In the meantime, my head feels like it's starting to "level out" from the Lexapro withdrawal. I've still been cranky and on edge the last couple of days, but it's as likely to be hormones as anything else (possibly more on this later), and doesn't feel hugely overwhelming and all-encompassing as it did last week. I feel like within a short time, I'll be able to get a better view of things, and see what the world looks like through my non-medicated mind, so I can decide whether it's best to stay off and chalk my need for them up to PPD and its after-effects, or go back on indefinitely because the need for them originates deeper than just my 2008 mental state.
dmsj: (kolystar)
( Jun. 28th, 2009 07:07 pm)
Reasons why my husband is awesome (right now):

* He made a kick-ass zucchini, bacon & cheddar casserole for dinner. SO SO good.

* Most of the book-packing in the attic was his doing, and he's also getting rid of a BUNCH of his books, something I've wanted him to do for ages but he resisted.

* He's doing PJs and bedtime-prep all by himself (along with having spent some post-dinner, pre-PJs playtime with Liam) because he knows I need some downtime.

* When we talk about something that isn't working the way it used to in our relationship, he makes serious effort to fix it.

* And most importantly, he's awesome because he's Mine! :)

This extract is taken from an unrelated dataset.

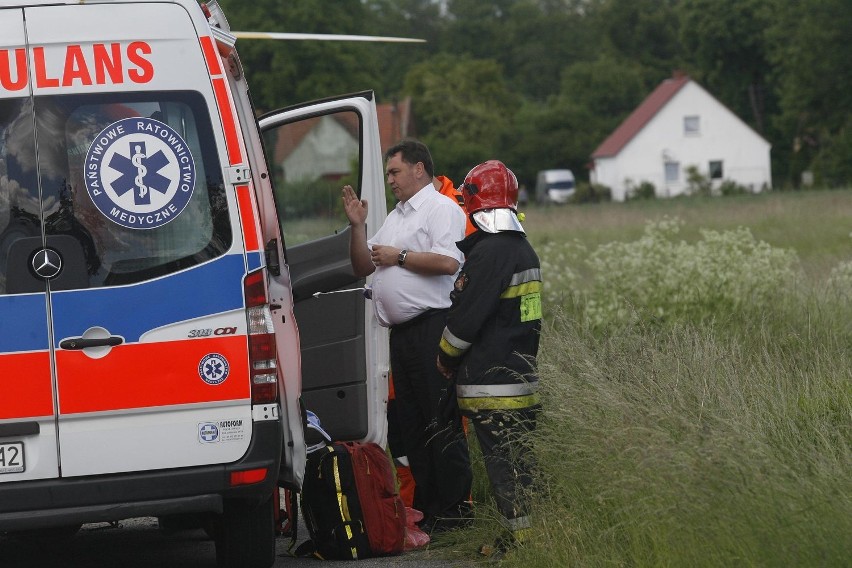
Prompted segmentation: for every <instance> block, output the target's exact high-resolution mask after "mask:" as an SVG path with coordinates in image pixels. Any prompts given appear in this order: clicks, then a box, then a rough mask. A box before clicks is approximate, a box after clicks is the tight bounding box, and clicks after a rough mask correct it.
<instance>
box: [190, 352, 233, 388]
mask: <svg viewBox="0 0 852 568" xmlns="http://www.w3.org/2000/svg"><path fill="white" fill-rule="evenodd" d="M230 370H231V368H230V365H228V360H227V359H225V357H223V356H222V355H220V354H218V353H210V354H209V355H205V356H204V357H203V358H202V359H201V362H200V363H199V364H198V375H199V376H200V377H201V380H202V381H204V382H205V383H207V384H208V385H218V384H221V383H223V382H225V379H227V378H228V374H229V373H230Z"/></svg>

(And now I'm /really/ headed offline to read.)
In my last post, I was talking about my issues with food, and bad habits. I got some good feedback, including a mention of a weight-loss support group that a friend's mother used very successfully a few years back. I'm thinking of e-mailing the local contact person and see if there's a group that will work for me.

In the meantime, I am trying to do what I can on my own by being more mindful of what I'm putting in my mouth. I don't want to count calories or points or whatever because that just makes me stress out about what I'm eating. (One of the downsides to having an obsessive personality.) But that doesn't mean I can just shove whatever I want into my mouth without a thought, either.

Right now, I'm feeling a lot more focussed and mindful about my eating choices. Today, I have managed not to eat when I wasn't hungry, not to pick up my son's scraps and eat them out of habit. I haven't eaten without giving serious /thought/ to it.

I won't promise that this is going to be enough, but the admission to Oliver and then to you all has made me more aware and more thoughtful about the this. Hopefully that, plus the extra push I've given myself with exercise (which I only started a week ago, so I do need to be a little bit patient). And I think that joining the group might help me to /stay/ focussed and mindful. Which is what I really need, I think.